What's the Apparent Premise of Drop?

Drop's raison d'être -- if it is a real company -- is to serve individuals who should have used a ride-hailing service (or mass transit) but instead rented a car. The design helps the specific subset of renters with rental cars who are willing to pay for the convenience of going straight to the check-in desk (instead of the CONRAC), don't want to stop to refuel, and realize in advance that there would be the need for this paid service; the service only works with RSVPs made in advance. The service also requires one to suspend a bit of disbelief when it comes to the rental car industry. For instance, Drop states:

I thought no one else was supposed to drive my rental car?
Rental companies advise against others driving the car for liability reasons where the other party may not be adequately insured. All of our drops are handled by professional valets who are fully covered for any incidental damages while driving/parking your car.

Even casual readers of the AutoSlash blog know that's completely wrong. My friend Mike Gundy chimed in again when I read that "FAQ" statement to him over the phone:


Get your facts straight, indeed.

It's not "advice" from a rental car company; it's a stated prohibition of every rental car contract and there are so many things that could go wrong for the renter.

  • If there's an accident with a driver not listed on the contract, the renter's directly financially responsible to the rental car company and any injured party -- while Drop claims insurance, the company isn't a party to the rental car contract
  • If the vehicle's in an accident with a driver not listed on the contract, the renter's placement on the rental company's "Do Not Rent" is forever.
  • If there are any citations (speed cameras, red-light cameras, parking tickets) or tolls incurred before the vehicle is returned, those would accrue to the vehicle renter.
  • If there's any damage noted at vehicle return, what name does Drop sign on the "Condition Change Form"?
  • If a vehicle never makes it back to the rental car center ...

We could go on about why it's unwise to give someone a rental car to return on one's behalf but we won't. If one gives an unknown party their rental car (in violation of the rental contract) and their credit card information, then the School of Hard Knocks might have a new enrollee.

REALLY -- giving a stranger your car keys and credit card number.

Or it could all work out just fine. We just don't have enough information to tell, and we wish the two initially listed airports -- Atlanta and Austin -- were more responsive. The service remains "operational" at Atlanta. 

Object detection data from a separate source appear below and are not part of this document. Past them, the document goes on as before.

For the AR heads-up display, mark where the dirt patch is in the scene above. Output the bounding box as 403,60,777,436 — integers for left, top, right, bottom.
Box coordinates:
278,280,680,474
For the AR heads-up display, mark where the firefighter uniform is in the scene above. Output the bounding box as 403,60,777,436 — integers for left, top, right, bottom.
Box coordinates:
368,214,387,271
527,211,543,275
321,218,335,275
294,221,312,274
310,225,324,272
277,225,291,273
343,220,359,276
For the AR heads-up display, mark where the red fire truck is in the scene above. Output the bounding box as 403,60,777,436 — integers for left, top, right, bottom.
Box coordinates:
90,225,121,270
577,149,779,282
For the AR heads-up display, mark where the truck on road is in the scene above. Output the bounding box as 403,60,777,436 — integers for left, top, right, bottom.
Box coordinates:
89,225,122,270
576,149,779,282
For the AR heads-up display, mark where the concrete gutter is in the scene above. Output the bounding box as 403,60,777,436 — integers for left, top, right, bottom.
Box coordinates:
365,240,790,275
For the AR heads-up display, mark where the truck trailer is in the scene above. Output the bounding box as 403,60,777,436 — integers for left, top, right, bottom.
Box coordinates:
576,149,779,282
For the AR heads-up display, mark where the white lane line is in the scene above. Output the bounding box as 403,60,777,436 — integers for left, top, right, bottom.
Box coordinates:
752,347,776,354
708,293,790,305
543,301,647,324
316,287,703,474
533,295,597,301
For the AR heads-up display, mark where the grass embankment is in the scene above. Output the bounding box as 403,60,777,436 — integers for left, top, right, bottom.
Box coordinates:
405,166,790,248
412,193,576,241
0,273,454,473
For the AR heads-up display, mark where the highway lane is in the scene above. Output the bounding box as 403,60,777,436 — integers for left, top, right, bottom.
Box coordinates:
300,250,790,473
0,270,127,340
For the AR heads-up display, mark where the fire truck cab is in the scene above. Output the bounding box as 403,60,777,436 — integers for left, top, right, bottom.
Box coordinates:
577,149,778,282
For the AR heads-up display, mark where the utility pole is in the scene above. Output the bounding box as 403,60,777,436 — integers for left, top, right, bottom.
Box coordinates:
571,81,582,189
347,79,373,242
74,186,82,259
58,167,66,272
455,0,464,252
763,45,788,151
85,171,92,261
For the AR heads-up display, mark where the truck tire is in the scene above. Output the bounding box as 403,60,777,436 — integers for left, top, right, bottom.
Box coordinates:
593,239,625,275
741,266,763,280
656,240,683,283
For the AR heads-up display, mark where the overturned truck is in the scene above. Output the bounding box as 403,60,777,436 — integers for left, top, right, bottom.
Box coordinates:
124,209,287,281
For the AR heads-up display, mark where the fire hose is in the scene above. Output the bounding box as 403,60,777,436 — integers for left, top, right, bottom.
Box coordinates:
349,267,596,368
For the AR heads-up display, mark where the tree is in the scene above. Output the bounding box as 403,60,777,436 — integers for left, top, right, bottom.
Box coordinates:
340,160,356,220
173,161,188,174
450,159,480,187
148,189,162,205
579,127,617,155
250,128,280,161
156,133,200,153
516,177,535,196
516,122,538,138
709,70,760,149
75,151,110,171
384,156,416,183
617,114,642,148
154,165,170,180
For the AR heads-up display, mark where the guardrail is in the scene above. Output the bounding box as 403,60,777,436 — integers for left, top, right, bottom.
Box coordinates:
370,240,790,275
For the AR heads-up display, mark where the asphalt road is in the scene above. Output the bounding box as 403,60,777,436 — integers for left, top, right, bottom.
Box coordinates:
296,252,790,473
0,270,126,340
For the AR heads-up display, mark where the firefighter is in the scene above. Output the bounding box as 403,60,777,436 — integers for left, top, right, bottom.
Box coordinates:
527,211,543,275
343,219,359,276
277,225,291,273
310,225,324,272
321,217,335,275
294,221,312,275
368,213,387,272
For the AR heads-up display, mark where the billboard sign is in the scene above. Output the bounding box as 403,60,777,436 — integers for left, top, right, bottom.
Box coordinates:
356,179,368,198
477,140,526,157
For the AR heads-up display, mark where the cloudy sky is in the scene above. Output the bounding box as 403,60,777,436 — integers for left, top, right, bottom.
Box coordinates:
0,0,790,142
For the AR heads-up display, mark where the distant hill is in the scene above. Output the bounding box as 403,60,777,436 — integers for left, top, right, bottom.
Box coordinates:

Where We Think Drop Should be Positioned

If a legitimate service, we could imagine a service like Drop could achieve moderate success by partnering directly with rental car companies for on-demand service (not the existing "schedule in advance" idea). However, that's not exactly easy, as many companies already offer services like Drop to their best customers -- I've recently received similar offers from Avis and Hertz at Nashville International Airport, where the rental car center is adjacent to the terminal, just like in Austin. And in some cases, these services are even cheaper than Drop; for instance, SilverCar at Austin offers direct-to-gate service and fuel fill-up with a $5 fee, without the worry of hitting one's 30-minute reserved block or violating the rental contract with unauthorized drivers.

Our advice as always? Follow the rules of the rental car contract and never hand over the keys of a rental car to anyone other than the rental company at the end of a rental! If the end of a trip's going to be so time-constrained that one has to make an advanced reservation to shave a few minutes off the rental car return process, that might be a great time to consider an alternative to that rental car!